Dispatch Kernel Overhead (OpenCL)

I recently profiled some kernel dispatches (pseudocode):

t1 = getCpuTimeStamp();
enqueueNDRangeKernel(…)
t2 = getCpuTimeStamp();

The actual GPU time stamps to execute the kernel is about .2 milliseconds. However, the CPU time stamps just for invoking the kernel dispatch is .7 milliseconds.

Is it really that expensive to do a dispatch? I kind of expected it to be super fast to enqueue.

I guess my main question is for those that have used CUDA and OpenCL, is the dispatch overhead way less in CUDA? Maybe NVIDIA has a bad driver implementation on OpenCL?

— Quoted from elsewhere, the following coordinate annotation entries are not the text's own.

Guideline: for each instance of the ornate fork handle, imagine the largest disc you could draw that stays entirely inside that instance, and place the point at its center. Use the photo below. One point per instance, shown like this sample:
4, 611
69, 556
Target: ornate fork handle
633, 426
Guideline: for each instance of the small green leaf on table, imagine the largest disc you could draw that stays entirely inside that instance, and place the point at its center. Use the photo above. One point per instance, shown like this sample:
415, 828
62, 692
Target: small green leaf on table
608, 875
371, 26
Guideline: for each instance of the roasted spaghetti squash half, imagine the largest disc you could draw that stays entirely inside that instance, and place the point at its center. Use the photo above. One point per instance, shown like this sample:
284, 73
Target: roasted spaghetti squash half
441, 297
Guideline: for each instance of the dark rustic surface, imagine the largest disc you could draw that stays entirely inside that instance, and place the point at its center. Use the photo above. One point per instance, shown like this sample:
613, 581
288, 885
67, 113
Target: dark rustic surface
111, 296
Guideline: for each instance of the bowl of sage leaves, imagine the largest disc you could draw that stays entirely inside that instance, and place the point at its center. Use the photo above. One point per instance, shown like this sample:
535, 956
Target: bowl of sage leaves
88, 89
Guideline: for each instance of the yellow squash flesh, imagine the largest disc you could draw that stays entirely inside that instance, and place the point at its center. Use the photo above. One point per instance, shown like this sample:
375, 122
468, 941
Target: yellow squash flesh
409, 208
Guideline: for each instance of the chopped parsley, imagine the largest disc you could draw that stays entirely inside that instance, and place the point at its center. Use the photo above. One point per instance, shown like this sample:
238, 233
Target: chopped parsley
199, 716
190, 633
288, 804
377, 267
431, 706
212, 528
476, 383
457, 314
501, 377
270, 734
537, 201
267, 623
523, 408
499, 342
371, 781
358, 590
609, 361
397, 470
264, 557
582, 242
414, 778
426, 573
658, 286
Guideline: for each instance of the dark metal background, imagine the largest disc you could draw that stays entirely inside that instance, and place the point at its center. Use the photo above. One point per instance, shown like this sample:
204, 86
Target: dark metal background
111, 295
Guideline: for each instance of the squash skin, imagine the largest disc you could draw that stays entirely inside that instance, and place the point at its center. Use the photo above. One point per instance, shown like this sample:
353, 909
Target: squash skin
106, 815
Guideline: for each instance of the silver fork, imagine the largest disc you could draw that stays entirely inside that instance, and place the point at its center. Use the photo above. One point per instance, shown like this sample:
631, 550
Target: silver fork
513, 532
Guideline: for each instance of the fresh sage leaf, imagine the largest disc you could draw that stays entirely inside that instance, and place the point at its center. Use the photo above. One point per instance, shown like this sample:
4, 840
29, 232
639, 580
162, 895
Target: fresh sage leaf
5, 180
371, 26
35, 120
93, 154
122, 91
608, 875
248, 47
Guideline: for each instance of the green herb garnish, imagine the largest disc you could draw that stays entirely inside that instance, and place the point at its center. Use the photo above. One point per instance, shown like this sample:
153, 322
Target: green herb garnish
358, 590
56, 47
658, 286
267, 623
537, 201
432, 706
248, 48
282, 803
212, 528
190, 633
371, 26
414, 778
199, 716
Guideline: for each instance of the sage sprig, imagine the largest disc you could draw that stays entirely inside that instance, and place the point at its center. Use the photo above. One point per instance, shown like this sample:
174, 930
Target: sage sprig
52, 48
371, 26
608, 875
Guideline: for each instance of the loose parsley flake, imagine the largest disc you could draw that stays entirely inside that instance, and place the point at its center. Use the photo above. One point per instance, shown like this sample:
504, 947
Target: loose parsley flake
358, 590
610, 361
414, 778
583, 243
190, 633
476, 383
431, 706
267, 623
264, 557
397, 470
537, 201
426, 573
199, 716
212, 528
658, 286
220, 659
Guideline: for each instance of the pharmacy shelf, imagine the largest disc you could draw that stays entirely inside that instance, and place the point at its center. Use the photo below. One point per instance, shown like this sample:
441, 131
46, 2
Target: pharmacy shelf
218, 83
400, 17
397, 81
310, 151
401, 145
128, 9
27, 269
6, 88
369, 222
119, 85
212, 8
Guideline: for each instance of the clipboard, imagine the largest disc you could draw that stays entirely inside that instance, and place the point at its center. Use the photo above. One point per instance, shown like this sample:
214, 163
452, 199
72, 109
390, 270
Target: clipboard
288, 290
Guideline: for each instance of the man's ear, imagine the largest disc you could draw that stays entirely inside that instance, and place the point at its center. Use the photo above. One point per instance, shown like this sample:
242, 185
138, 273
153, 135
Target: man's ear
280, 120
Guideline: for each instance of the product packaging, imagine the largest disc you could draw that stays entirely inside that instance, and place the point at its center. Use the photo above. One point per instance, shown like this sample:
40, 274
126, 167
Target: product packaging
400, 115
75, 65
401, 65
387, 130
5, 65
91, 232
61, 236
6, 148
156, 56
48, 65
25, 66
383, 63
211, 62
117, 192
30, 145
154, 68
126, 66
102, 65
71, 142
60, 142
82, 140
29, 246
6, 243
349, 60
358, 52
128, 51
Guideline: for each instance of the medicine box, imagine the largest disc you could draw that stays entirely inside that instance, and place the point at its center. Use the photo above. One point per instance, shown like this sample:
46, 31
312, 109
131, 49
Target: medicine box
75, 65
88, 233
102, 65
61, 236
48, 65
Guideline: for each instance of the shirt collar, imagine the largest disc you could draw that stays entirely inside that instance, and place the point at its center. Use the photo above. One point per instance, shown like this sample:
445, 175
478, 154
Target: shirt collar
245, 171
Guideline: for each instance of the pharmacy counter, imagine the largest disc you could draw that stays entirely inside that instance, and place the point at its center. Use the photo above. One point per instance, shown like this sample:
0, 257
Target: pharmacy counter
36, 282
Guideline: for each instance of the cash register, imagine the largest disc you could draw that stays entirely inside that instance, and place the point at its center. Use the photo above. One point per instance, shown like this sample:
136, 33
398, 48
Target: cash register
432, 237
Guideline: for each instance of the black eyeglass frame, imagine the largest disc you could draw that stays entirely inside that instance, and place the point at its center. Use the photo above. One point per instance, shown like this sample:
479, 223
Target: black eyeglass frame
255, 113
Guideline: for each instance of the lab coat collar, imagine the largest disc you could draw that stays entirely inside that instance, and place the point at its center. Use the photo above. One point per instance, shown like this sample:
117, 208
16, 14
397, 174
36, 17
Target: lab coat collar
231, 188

I should note my algorithm works on relatively small images, approx 500x500. But I have to process a lot of them. So it is a lot of upload, do calculation, download result. Other than doing an FFT and iFFT, there is little computation done in the kernels. Maybe these small images are not a good fit for GPU.

With the dispatch overhead, it loses to CPU implementation.

Are you measuring on a Windows platform, by any chance?

CUDA launch overhead for null-kernels is typically around 5 to 7 microseconds in sane driver environments. The default WDDM driver model used by Windows makes it much more expensive. The CUDA driver tries to counteract this by batching kernel launches, which reduces the average launch overhead but can also increase the launch overhead as seen by a particular kernel.

I would think that NVIDIA’s OpenCL implementation shares much of the low-level “plumbing” with CUDA, so presumably it is affected by the same WDDM overhead issues and batching artifacts. That is conjecture, of course.

I don’t know OpenCL. Its kernel launches may support features not supported by CUDA that increase launch overhead. Without knowing details of your timing methodology, it is unclear how reliable the measurements reported above are.

Yes, Windows 10.

It still seems strange to me that the overhead is that bad on Windows. On Direct3D you can dispatch draw calls to the GPU relatively fast. You can do 100s if not 1000s of draw calls per rendering frame before you see API draw submission overhead. I don’t know why dispatching a few kernels would be so slow.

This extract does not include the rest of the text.